THE 2030 VISION: BOLD, AUDACIOUS, ACHIEVABLE
When asked about his vision for Uttar Pradesh by 2030, Mahip’s response is characteristically ambitious:
“I see an Uttar Pradesh where every district has a thriving startup ecosystem. Where a girl in Bahraich has the same opportunities as one in Bangalore. Where ‘Made in UP’ becomes a global innovation brand. Where parents tell their children, ‘Stay in UP—this is where the future is being built.'”
But it’s bigger than economics:
“I see young people believing they’re creators, not just workers. A culture where failure isn’t shameful but educational. Where trying and failing is celebrated more than never trying at all. That’s the UP I’m building—not just prosperous, but BOLD.“
THE MESSAGE EVERY ENTREPRENEUR NEEDS TO HEAR
In an exclusive conversation with StartupFeed, Mahip shared a message for every dreamer, every aspiring entrepreneur, every student sitting in a small town wondering if they have what it takes:
“Your background doesn’t write your story—your determination does. I didn’t come from IIT. I didn’t have rich parents. I didn’t have connections. What I had was a refusal to let circumstances define my destination. If I could build this starting from where I started, SO CAN YOU.”
“Stop waiting for the perfect time, perfect resources, perfect conditions. They don’t exist. Start NOW. With what you have. Where you are. Build your first prototype with whatever you can afford. Take the first step even if you can’t see the entire path.”

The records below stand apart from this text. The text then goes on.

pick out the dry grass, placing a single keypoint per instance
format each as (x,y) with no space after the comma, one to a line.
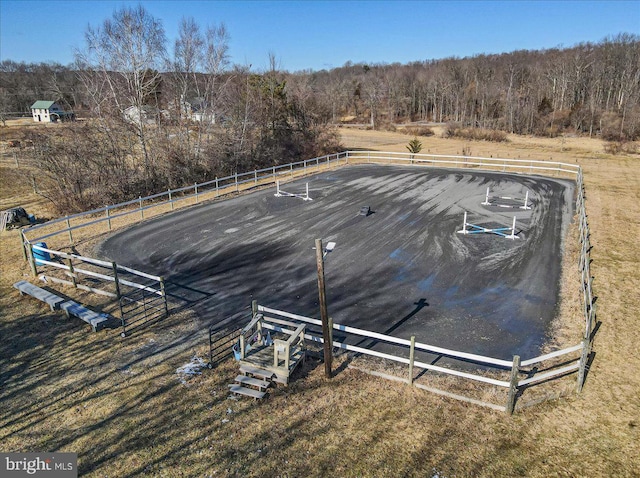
(120,406)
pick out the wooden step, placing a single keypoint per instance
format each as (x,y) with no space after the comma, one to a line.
(244,380)
(256,372)
(249,392)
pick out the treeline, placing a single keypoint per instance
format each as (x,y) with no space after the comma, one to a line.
(586,89)
(162,116)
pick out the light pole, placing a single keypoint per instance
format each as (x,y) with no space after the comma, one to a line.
(324,315)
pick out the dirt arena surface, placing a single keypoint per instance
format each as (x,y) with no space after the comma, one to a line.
(403,270)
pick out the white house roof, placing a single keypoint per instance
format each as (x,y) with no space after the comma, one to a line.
(42,104)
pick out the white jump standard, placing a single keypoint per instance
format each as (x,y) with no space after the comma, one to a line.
(280,193)
(525,206)
(499,231)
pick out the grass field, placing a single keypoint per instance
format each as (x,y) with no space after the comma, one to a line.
(122,408)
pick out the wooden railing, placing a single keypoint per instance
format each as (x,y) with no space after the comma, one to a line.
(141,297)
(505,374)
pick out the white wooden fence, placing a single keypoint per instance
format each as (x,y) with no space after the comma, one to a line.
(238,181)
(505,374)
(141,297)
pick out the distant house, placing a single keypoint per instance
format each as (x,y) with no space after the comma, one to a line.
(145,115)
(49,112)
(197,110)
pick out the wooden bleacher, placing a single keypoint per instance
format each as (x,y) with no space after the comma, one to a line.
(56,302)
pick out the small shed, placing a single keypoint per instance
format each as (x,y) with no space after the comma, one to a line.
(49,112)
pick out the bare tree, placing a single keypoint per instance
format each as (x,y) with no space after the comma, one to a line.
(123,56)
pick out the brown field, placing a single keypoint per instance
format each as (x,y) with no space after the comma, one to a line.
(120,405)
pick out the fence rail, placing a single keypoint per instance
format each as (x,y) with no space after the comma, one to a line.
(500,373)
(141,296)
(233,184)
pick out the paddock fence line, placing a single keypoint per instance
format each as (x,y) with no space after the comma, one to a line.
(511,376)
(504,165)
(141,297)
(260,177)
(212,189)
(242,181)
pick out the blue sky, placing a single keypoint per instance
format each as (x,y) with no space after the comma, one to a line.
(324,34)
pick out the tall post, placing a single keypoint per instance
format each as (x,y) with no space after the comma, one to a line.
(24,246)
(582,371)
(32,261)
(324,315)
(412,355)
(72,272)
(69,230)
(114,266)
(513,386)
(106,210)
(164,296)
(513,229)
(486,199)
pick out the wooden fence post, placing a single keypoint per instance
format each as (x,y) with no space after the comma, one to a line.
(513,386)
(114,266)
(330,334)
(69,230)
(322,295)
(412,355)
(164,296)
(106,208)
(582,371)
(32,261)
(24,247)
(73,274)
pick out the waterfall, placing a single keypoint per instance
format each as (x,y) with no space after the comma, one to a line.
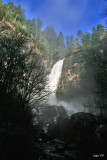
(53,81)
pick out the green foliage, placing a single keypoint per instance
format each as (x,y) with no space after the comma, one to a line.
(3,11)
(21,77)
(95,60)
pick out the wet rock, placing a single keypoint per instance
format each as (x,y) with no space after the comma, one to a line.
(49,114)
(82,126)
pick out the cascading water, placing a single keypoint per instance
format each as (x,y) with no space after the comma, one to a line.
(53,80)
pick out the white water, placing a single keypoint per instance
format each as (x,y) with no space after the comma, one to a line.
(52,85)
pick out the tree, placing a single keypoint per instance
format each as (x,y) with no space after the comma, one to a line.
(21,78)
(95,59)
(1,2)
(39,24)
(60,47)
(79,34)
(50,36)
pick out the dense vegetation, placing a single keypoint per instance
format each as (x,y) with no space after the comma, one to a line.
(88,69)
(22,76)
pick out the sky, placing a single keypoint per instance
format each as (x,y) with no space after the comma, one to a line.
(67,16)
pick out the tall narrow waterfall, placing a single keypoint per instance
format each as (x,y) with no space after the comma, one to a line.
(53,80)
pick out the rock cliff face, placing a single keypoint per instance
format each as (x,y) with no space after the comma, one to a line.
(6,28)
(70,81)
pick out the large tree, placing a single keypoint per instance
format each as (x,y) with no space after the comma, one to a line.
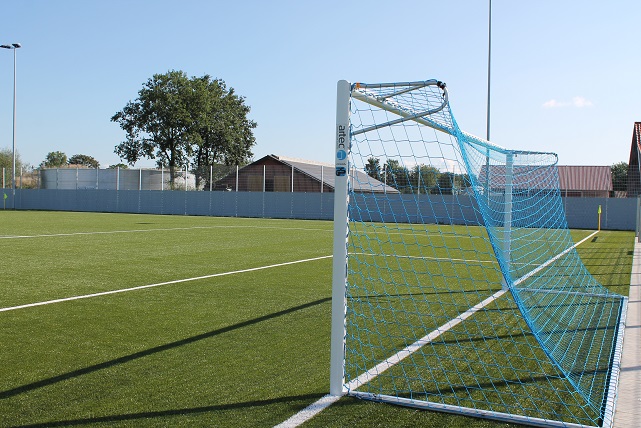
(54,160)
(619,176)
(84,160)
(224,133)
(179,121)
(6,160)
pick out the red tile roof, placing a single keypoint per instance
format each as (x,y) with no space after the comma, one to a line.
(596,178)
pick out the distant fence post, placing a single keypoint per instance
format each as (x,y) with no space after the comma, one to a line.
(638,219)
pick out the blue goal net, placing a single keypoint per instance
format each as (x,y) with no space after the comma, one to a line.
(462,290)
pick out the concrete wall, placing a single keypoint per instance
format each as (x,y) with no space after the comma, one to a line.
(581,213)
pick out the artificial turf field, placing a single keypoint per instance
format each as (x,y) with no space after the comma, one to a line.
(227,334)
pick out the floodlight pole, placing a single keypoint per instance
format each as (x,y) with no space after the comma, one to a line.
(489,61)
(13,46)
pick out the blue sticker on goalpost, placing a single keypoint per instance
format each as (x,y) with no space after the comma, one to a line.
(457,286)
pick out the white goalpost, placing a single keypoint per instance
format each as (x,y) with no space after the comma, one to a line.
(456,284)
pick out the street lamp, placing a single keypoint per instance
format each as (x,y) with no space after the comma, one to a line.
(13,46)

“And when people say it’s impossible—and they will—SMILE. Keep building. Because impossible is just a challenge waiting for the right person. Maybe you’re that person. Maybe this is YOUR moment. But you’ll never know unless you TRY.”

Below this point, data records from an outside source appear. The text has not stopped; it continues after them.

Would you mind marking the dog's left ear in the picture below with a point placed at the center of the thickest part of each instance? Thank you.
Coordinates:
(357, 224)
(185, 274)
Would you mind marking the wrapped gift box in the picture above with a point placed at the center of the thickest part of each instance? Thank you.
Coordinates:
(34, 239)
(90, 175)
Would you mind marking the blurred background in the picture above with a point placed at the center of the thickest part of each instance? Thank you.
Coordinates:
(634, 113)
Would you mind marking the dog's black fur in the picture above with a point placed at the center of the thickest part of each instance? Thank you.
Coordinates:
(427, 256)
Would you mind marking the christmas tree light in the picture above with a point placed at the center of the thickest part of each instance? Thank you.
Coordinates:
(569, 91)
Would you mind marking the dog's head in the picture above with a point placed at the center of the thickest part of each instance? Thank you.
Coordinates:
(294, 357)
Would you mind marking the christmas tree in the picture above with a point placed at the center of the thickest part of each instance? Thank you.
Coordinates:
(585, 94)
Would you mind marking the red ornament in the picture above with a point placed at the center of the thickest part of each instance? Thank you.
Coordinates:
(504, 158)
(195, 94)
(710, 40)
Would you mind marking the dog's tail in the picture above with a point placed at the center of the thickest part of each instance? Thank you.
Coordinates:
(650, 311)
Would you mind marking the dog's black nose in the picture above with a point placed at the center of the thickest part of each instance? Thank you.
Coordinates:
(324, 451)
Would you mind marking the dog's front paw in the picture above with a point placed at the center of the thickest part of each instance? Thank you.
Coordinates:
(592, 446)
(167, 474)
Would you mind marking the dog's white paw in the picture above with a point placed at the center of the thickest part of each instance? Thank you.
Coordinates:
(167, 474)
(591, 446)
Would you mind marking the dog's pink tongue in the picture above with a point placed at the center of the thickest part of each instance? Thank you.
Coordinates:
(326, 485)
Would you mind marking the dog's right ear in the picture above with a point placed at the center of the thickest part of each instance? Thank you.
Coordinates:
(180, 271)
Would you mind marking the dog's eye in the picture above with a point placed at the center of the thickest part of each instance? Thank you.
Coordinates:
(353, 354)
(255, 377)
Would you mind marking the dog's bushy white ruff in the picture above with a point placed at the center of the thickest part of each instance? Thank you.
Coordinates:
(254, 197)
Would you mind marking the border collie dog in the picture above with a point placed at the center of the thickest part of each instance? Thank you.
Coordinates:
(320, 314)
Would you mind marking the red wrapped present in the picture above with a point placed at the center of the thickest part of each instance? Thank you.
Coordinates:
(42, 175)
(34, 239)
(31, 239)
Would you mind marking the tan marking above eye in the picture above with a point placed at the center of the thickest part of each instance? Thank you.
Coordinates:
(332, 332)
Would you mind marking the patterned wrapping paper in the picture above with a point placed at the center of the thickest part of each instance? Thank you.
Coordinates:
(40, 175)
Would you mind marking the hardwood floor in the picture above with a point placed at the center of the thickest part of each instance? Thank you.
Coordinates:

His voice rises with conviction:
“The Innovation Hub is open. The State Patent Center is waiting. Incubation centers across UP are ready. We have ₹1,400 crore. We have mentorship. We have infrastructure. What we need is YOUR COURAGE. Your willingness to LEAP.”

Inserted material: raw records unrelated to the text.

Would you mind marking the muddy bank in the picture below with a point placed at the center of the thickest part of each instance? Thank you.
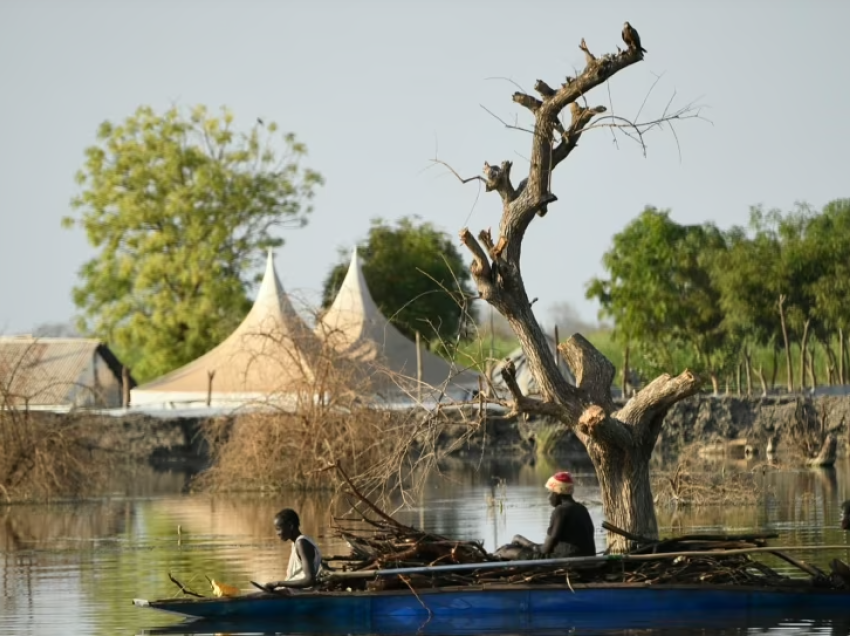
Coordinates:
(697, 419)
(178, 441)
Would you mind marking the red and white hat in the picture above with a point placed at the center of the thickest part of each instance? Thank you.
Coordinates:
(560, 483)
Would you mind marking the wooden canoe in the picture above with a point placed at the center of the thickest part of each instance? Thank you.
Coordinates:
(504, 605)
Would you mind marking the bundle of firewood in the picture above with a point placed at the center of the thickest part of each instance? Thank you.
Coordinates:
(377, 541)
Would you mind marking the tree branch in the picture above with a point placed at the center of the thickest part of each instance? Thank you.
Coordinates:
(651, 403)
(499, 280)
(593, 371)
(569, 138)
(525, 404)
(597, 425)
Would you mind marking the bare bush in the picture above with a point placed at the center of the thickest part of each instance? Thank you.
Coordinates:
(43, 455)
(46, 456)
(337, 410)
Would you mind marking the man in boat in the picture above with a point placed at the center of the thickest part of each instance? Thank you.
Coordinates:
(305, 559)
(570, 532)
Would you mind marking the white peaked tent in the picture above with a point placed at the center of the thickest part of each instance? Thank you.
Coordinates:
(267, 356)
(355, 328)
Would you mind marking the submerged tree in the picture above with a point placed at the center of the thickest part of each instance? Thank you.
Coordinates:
(619, 442)
(179, 208)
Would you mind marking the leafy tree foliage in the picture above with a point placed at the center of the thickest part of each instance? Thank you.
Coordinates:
(416, 276)
(697, 296)
(659, 291)
(180, 208)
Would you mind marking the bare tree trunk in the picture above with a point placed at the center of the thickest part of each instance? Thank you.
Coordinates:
(804, 353)
(619, 442)
(830, 364)
(762, 380)
(813, 374)
(787, 347)
(738, 379)
(626, 372)
(775, 370)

“Don’t let your dreams die in notebooks. Don’t let fear steal what courage could build. COME. Let’s prove the next unicorn doesn’t need to come from Silicon Valley. It can come from YOUR VILLAGE. YOUR TOWN. YOUR COLLEGE.”
The final declaration:
“I believe in you. Now believe in yourself. Then together, we’ll build something that makes the world stop and stare.”
BOTTOM LINE
Mahip Singh’s story isn’t just about one man’s achievements. It’s about what becomes possible when passion meets purpose, when innovation meets compassion, and when one person decides that changing the world isn’t optional—it’s their duty.
Fifteen years ago, a boy from Gwalior built an aircraft in a college workshop and decided that limitations were just suggestions. Today, that boy is building an ecosystem that will launch thousands of dreams into the stratosphere of success.
The revolution has begun. The infrastructure is ready. The funds are available. The support is real.
The only question remaining: Are YOU brave enough to try?
WHAT’S NEXT FOR MAHIP SINGH?
When asked about his next moves, Mahip remains characteristically focused:
“Every single day brings new challenges and opportunities. Right now, we’re scaling the incubation centers rapidly. We’re processing patent applications. We’re evaluating startup pitches. We’re mentoring hundreds of students. But the work never stops because the dreams never stop.”
He pauses, then adds with characteristic intensity:
“I am not building monuments to myself. I am building launchpads for a million dreams. Every incubation center, every patent filed, every startup funded—they’re not my legacy. They’re someone else’s beginning. True success isn’t measured by what you achieve. It’s measured by what you make possible for others.”